Appalto - Il datore di lavoro committente deve:

  • verificare l’idoneità tecnico-professionale delle imprese appaltatrici o dei lavoratori autonomi;
  • fornire dettagliate informazioni sui rischi specifici esistenti nell’ambiente di lavoro;
  • promuovere la cooperazione ed il coordinamento con gli appaltatori/subappaltatori elaborando un unico documento di valutazione dei rischi.

Tale documento è allegato al contratto di appalto o di opera.
Gli appaltatori e subappaltatori devono cooperare all’attuazione delle misure di prevenzione e protezione nonché coordinare gli interventi di protezione e prevenzione.
Ai contratti di appalto/subappalto stipulati anteriormente al 25 agosto 2007 ed ancora in corso alla data del 31 dicembre 2008, il documento unico di valutazione dei rischi deve essere allegato entro tale ultima data.
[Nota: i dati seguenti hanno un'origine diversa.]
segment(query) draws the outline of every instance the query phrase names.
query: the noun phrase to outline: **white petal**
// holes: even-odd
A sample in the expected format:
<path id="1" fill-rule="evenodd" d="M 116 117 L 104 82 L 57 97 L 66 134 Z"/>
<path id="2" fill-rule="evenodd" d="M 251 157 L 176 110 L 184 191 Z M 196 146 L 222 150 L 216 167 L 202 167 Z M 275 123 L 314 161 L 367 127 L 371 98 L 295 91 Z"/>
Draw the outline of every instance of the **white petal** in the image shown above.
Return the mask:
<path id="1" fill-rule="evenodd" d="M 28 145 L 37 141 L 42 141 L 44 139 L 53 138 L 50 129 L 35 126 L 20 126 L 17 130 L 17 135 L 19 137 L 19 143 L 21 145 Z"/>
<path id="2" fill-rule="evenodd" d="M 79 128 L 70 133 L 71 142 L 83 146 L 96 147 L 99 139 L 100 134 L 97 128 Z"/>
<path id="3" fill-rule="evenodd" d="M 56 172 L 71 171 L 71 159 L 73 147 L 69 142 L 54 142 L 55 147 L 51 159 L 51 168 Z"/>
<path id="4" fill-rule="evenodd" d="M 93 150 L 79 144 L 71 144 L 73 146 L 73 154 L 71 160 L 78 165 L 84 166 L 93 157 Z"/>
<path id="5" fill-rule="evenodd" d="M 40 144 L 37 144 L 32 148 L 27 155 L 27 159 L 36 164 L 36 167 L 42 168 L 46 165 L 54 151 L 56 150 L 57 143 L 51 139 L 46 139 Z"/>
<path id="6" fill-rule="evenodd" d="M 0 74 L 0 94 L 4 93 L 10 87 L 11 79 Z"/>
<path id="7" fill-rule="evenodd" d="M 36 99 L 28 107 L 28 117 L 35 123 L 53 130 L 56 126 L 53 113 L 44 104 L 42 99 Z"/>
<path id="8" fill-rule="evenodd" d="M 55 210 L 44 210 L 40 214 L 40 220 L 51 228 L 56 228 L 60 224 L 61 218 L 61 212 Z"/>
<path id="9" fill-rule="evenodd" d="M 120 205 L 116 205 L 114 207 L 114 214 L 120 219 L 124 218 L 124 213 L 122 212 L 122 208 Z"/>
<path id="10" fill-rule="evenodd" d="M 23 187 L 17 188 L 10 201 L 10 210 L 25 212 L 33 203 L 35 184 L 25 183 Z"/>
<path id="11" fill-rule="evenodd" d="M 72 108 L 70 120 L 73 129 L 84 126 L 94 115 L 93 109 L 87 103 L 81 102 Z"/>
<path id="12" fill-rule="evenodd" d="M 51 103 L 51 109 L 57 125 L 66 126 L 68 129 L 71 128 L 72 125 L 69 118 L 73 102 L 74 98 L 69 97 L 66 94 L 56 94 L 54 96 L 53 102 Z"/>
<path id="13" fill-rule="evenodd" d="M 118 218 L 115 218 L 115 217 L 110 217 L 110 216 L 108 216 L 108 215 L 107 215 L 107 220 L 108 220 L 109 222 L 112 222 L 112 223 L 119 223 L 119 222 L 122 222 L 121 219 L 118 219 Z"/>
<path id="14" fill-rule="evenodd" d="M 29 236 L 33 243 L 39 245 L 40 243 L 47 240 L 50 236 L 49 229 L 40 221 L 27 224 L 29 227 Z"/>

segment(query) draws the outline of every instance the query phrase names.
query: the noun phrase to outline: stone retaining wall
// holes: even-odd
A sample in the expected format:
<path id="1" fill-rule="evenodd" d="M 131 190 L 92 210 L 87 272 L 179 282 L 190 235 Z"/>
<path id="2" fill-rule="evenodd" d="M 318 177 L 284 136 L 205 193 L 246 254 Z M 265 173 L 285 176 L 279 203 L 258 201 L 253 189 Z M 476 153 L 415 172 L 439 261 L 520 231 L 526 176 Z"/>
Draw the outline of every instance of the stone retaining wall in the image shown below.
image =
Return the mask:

L’imprenditore committente risponde in solido con l’appaltatore, nonché con ciascuno degli eventuali subappaltatori, per tutti i danni per i quali il lavoratore, dipendente dall’appaltatore o dal subappaltatore, non risulti indennizzato ad opera dell’Istituto nazionale per l’assicurazione contro gli infortuni sul lavoro (Inail) o dell’Istituto di previdenza per il settore marittimo (Ipsema).
Contratto di somministrazione e di appalto - Nei contratti di appalto/subappalto e somministrazione, anche qualora in essere alla data del 15 maggio 2008, devono essere specificamente indicati a pena di nullità ai sensi dell’articolo 1418 del codice civile i costi relativi alla sicurezza del lavoro con particolare riferimento a quelli propri connessi allo specifico appalto.
Con riferimento ai contratti di appalto stipulati prima del 25 agosto 2007 i costi della sicurezza del lavoro devono essere indicati entro il 31 dicembre 2008, qualora gli stessi contratti siano ancora in corso a tale data.
Tesserino - Nell’ambito dello svolgimento di attività in regime di appalto o subappalto, il personale occupato dall’impresa appaltatrice o subappaltatrice deve essere munito di apposita tessera di riconoscimento corredata di fotografia, contenente le generalità del lavoratore e l’indicazione del datore di lavoro.